Tra le particelle note come WIMPs, che probabilmente non hanno carica elettrica, i neutrini, prodotti in abbondanza dalle reazioni di fusione nucleare che hanno luogo nei nuclei delle stelle, potrebbero essere i migliori candidati anche se la loro massa non è sufficiente per giustificare gli effetti osservati. Invece,  la particella ideale per rappresentare la materia scura potrebbe essere il cosiddetto neutralino, una particella ipotetica prevista dalla teoria della supersimmetria. Il secondo esperimento chiamato Cryogenic Dark Matter Search Experiment (CDMS II), costituito da rivelatori a cristalli liquidi, è situato in una miniera di ferro nel Minnesota e ha lo scopo di rivelare solamente alcune particelle che sono in grado di penetrare in profondità il terreno. L’esperimento cerca quegli eventi di ionizzazione che possono essere utilizzati per distinguere le interazioni elettroniche da quelle nucleari. Si assume infatti che una particella WIMP ignori gli elettroni e potenzialmente interagisca con un nucleo. Ad oggi sono stati riportati due possibili eventi che tuttavia non possono essere considerati statisticamente significativi ma possono dare comunque una direzione alla ricerca. I risultati ottenuti dal gruppo di ricercatori indicano non solo quanto sia complicato rivelare una particella WIMP, cioè quanto scura sia la materia scura, ma che dovrà essere necessario migliorare la sensibilità stessa dei rivelatori.

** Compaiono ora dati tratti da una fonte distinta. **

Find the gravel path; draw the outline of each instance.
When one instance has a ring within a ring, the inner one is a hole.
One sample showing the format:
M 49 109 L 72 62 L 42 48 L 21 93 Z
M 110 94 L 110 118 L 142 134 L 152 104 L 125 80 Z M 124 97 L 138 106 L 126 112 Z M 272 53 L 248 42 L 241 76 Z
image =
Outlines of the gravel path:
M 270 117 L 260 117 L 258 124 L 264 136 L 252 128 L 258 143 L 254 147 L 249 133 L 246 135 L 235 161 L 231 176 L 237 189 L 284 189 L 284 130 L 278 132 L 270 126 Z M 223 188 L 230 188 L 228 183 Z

Le pulsar come orologi cosmici per la ricerca di onde gravitazionali

Come facciamo a rivelare le increspature nello spaziotempo? Avremmo bisogno di centinaia di orologi ad alta precisione distribuiti nella Galassia e per fare questo il telescopio per raggi-gamma Fermi ha permesso agli astronomi di trovarle con un metodo tutto nuovo. Gli orologi in questione sono in realtà le pulsar, stelle di neutroni ultradense, compatte e super veloci che hanno un periodo di rotazione dell’ordine dei millisecondi.

Grazie ai loro potenti campi magnetici, le pulsar emettono la radiazione lungo dei beamaltamente focalizzati che ricordano la luce emessa dai fari. Ad ogni rotazione della pulsar corrisponde un impulso di radiazione che risulta abbastanza stabile e viene utilizzano come “orologio standard”. Gli astronomi misurano le più piccole variazioni nel periodo delle pulsar che possono essere collegate ad una distorsione dello spaziotempo in prossimità della stella durante il passaggio di un’onda gravitazionale. Ma c’è un problema perché per ottenere una misura attendibile occorrono centinaia di millisecond pulsar e finora la loro ricerca è risultata alquanto complicata. “Attualmente si conoscono meno dell’un percento di millisecond pulsar nella Via Lattea” dice Scott Ransom del National Radio Astronomy Observatory (NRAO). Ma le osservazioni realizzate con il telescopio spaziale Fermi hanno decisamente cambiato il metodo di ricerca di questa particolare classe di stelle. Il telescopio Fermi ha di fatto identificato centinaia di sorgenti di raggi-gamma nella Via Lattea che sono principalmente associate aoggetti esotici e tra questi appunto le millisecond pulsar. Questo ha permesso ai radioastronomi di identificare 17 millisecond pulsar in tre mesi quando invece altri metodi richiedevano almeno 10-15 anni di osservazioni.

Dunque ad oggi gli astronomi hanno in mano un insieme sufficiente di “orologi cosmici” per mezzo dei quali la ricerca di onde gravitazionali comincia ad essere più convincente e, grazie al telescopio Fermi, la probabilità di rivelare eventuali ondulazioni del campo gravitazionale diventa sempre più importante.